Читаем Газета Завтра 866 (25 2010) полностью

     В заключение этой главки хочу возвратиться к досужим мнениям "знатоков" о некоем "высокомерии", чуть ли не "спеси" поэта, и позволю себе изложить один эпизод. Да, Кузнецов нередко при встречах казался смотрящим куда-то поверх тебя — но таков уж был его рост, да и осанка не знала сутулости и согбенности, и голову он всегда держал прямо, из-за чего с ним было сложно встретиться взглядом, что и порождало известный комплекс у кого-то из литераторов. Но однажды мы повстречались с ним утром в дачном лесу, и так уж случилось, что я спускался с пригорка, а он на него всходил — поэтому оба мы, поздоровавшись и обменявшись привычными фразами о погоде да о литфонде, задравшем цену аренды, невольно какое-то краткое время смотрели прямо в глаза друг другу. Может быть — даже в первый раз в жизни, но точно — в последний, как это, к величайшей горести, оказалось… И тут я увидел воочию: сколько же грусти, усталости, сколько невысказанного, глубокого, обращённого к встречному света было в его открытом и чистом взоре! Потрясённый, я пошёл дальше среди берёзок и елей, и думал о том — да простят ревнители веры — что таким же вот взором смотрят на нас со старинных икон бессмертные русские святые…
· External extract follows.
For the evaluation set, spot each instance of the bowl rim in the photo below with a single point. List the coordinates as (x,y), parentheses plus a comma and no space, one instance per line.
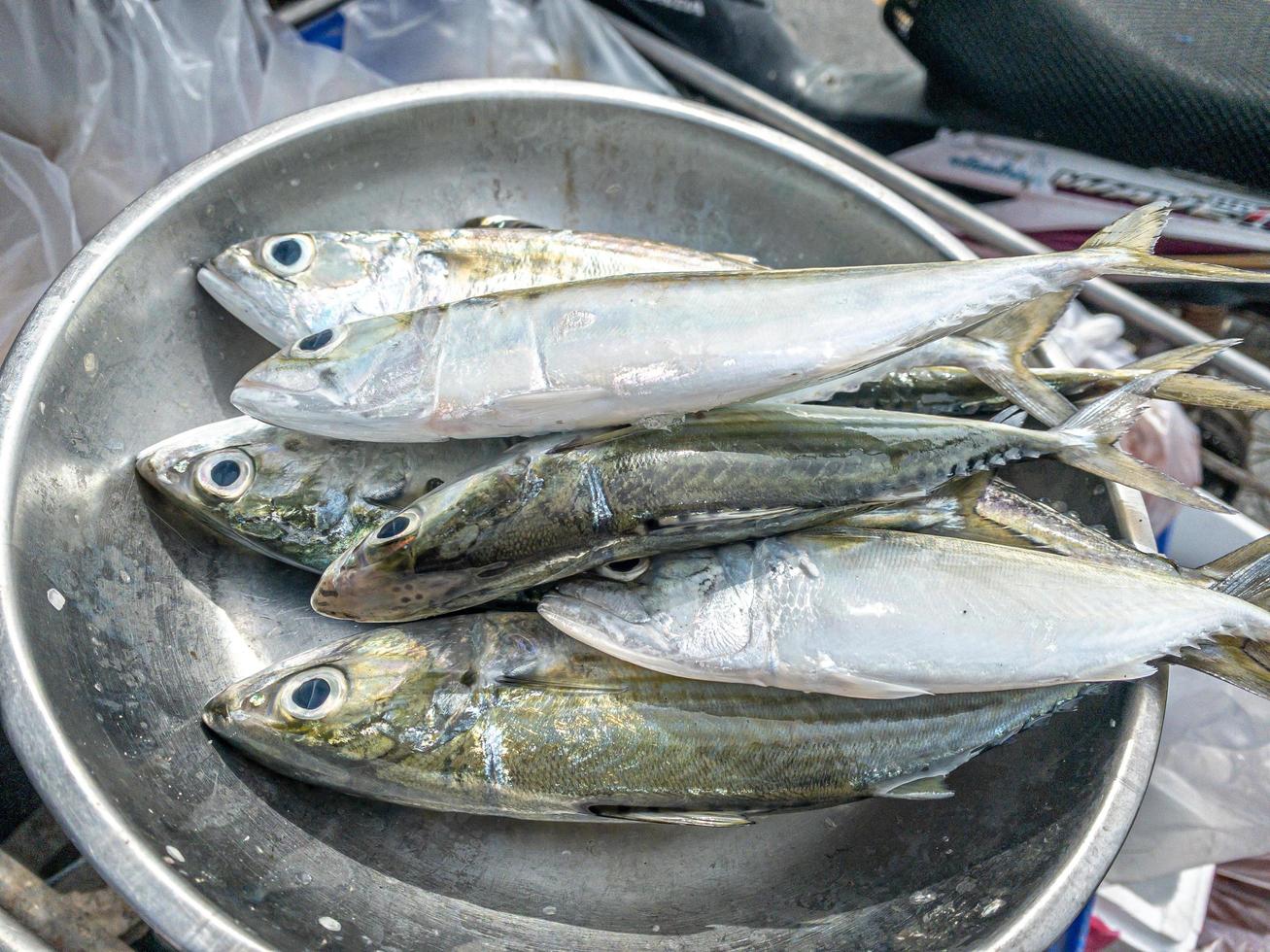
(170,904)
      ТАТЬЯНА ГЛУШКОВА бывала у нас в редакции так же часто, как часто из-под её пера выходили циклы великолепных новых стихов, острая полемическая статья, глубокая литературоведческая работа. Когда она приходила, весь наш летящий, взмыленный ритм подготовки номера обретал вдруг не свойственные ему спокойствие, вдумчивость и неспешность. То есть, нам как-то незримо передавались от нашей желанной, любимой, но строгой в работе гостьи её серьёзность в вычитке гранок и вёрстки, абсолютная нетерпимость к любой ошибке в наборе, включая пусть самый мелкий знак препинания, её незыблемая дотошность в подборе шрифтов для текста и заголовка. Дежурившие по номеру даже порою нервничали — но она всегда добивалась того, что было необходимо. А ведь как ей самой это всё непросто давалось — с её тяжёлым, неизлечимым недугом… Но слово — считала она — главнее всего. А оно было у Глушковой точным, прозрачным, то щемящим и нежным, то следом — жёстким, как приговор:




      Всё так же своды безмятежно-сини.


      Сентябрь. Креста Господня торжество.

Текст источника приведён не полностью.